The Garden Small Holder has just rescued another batch of ex-battery hens, which is very good of her. The picture of these abused creatures is quite horrific. This is what a year or so of being kept in an egg-producing battery farm does to chickens, yet very often, proper living conditions and a good diet can allow these birds to grow their feathers back and lead a fairly decent life. To my mind it is criminal that the birds are allowed to be treated this way in the first place. If you treated your pet cat or dog, and probably your budgie, like this you would be prosecuted, so why is it legal to treat chickens so cruelly?
However, I'm not sure I would be willing to take on the extra stress that nursing these poor birds back to health involves. Looking after our healthy birds is quite a steep enough learning curve at the moment. I would imagine that after such an awful life their immune system must be weakened and the birds are more likely to be prone to disease, which is what seems to have been the case for these birds. It certainly doesn't strike me as the best way to start out keeping hens, but perhaps it would be a bit easier for an experienced poultry keeper who has some idea what is normal for healthy chickens.

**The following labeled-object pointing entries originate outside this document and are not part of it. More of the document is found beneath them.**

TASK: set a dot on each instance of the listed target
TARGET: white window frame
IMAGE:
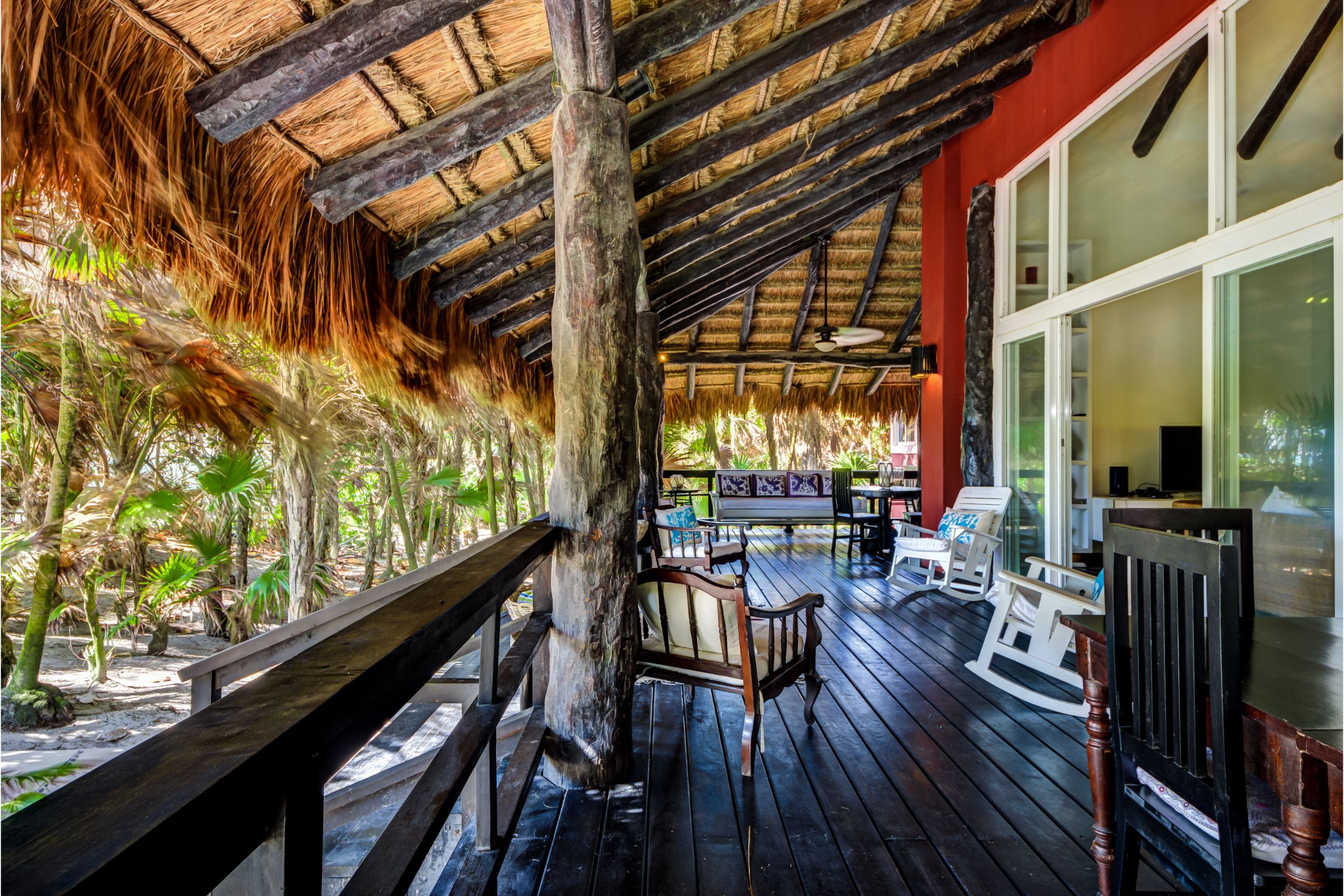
(1225, 248)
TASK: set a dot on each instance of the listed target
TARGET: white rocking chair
(962, 563)
(1027, 605)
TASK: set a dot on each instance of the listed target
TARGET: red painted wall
(1067, 74)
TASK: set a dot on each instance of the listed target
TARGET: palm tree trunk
(769, 442)
(394, 488)
(45, 582)
(510, 483)
(492, 514)
(299, 491)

This highlights for me the importance of Hugh Fearnley-Wittenstall's Chicken Out Campaign and the need to bring an end to battery hens and chickens raised in over-crowded and unnatural conditions. The campaign is now concentrating on the way chickens are bred for the table as so many supermarkets have said they will only stock free-range eggs, so one wonders why so many battery hens are still being kept and what happens to their eggs.
I've been buying free-range eggs and chickens for years, but it occured to me (indeed I believe I read it somewhere) that many products containing egg will contain eggs from battery hens if it is not stated that the eggs are free range, so perhaps we need to keep an eye out for that, too. It does make shopping a bit more complicated, but it's something we can do to reduce the number of hens who have to be tortured because we who live in a country where obesity is becoming a serious problem have been willing to let them suffer so we can have cheap food.